Minnesota Prairie Line is a short-line railroad in the U.S. state of Minnesota which started operations in October 2002. It is a subsidiary of the Twin Cities and Western Railroad (reporting mark TCWR), and runs on 94 mi of track owned by the Minnesota Valley Regional Railroad Authority (MVRRA). It has been partially funded through federal and state government sources. The tracks were originally built by the Minneapolis and St. Louis Railway around 1880 between Norwood and Morton, and 1884 west of there. From Morton west, the line was built by the Wisconsin, Minnesota & Pacific Railway, and this stretch of track was subsequently purchased by M&STL in the late 1880s. The line connects on its eastern end to parent TC&W at Norwood, and extends westward to Hanley Falls, Minnesota.
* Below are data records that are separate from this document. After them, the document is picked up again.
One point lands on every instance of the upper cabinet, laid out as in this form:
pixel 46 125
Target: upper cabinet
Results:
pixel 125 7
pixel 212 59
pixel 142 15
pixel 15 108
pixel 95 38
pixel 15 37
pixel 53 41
The Minneapolis and St. Louis Railway was acquired by Chicago and North Western (reporting mark CNW) in 1960. The line remained profitable, with the C&NW taking heavy tonnage off the route, but maintenance of the tracks slowed and then ceased. In 1983 the North Western was granted permission to abandon the line. The Minnesota Valley Regional Rail Authority purchased the line in 1984. Subsequently, a new operator, the MNVA Railroad, commenced operations on the line in March 1984. In December 1994, MNVA ceased operations and sold its assets to the Minnesota Central Railroad (MCTA). MCTA experienced little to no success, and ceased operations in 1999. The Nobles Rock Railroad then operated the line until 2000, when operations ceased and the line subsequently languished for two years.

Twin Cities and Western employees took an exploratory journey along the track in April 2002 to determine its condition. The track was rehabilitated over the summer, but could still only support speeds of 5 to 10 mph by the time the first revenue train ran in October. MPLI initially used two former TC&W EMD GP10s, which had the MPLI logo applied to them on the long hood side. Currently, MPLI utilizes Red River Valley and Western Caterpillar Generation II locomotives (GP20Cs and GP15Cs). Trains typically run five days per week between Norwood and Wood Lake, Minnesota, with service as needed to Hanley Falls. Track condition remained poor as of 2009, still only supporting speeds of 10 mph or less, but the railroad had success in securing state and federal funding that year. The tracks have been rehabilitated with new rail and ties, and train speed are up to 25 mph between Norwood Young-America and Winthrop. At Winthrop, there is an ethanol plant that is a large shipper for the railroad. Over the remainder of the line train speeds are only 10 mph.

The line meets BNSF tracks in Hanley Falls. BNSF now owns the ex-M&StL track west of the city, as well as the ex-Great Northern track running northeast / southwest through town.

The communities of Fairfax and Belview still have old Minneapolis and St. Louis train stations preserved in their towns, turned into museums. The Fairfax building is still in its original location right next to the tracks, while the one in Belview has been moved a short distance from the line.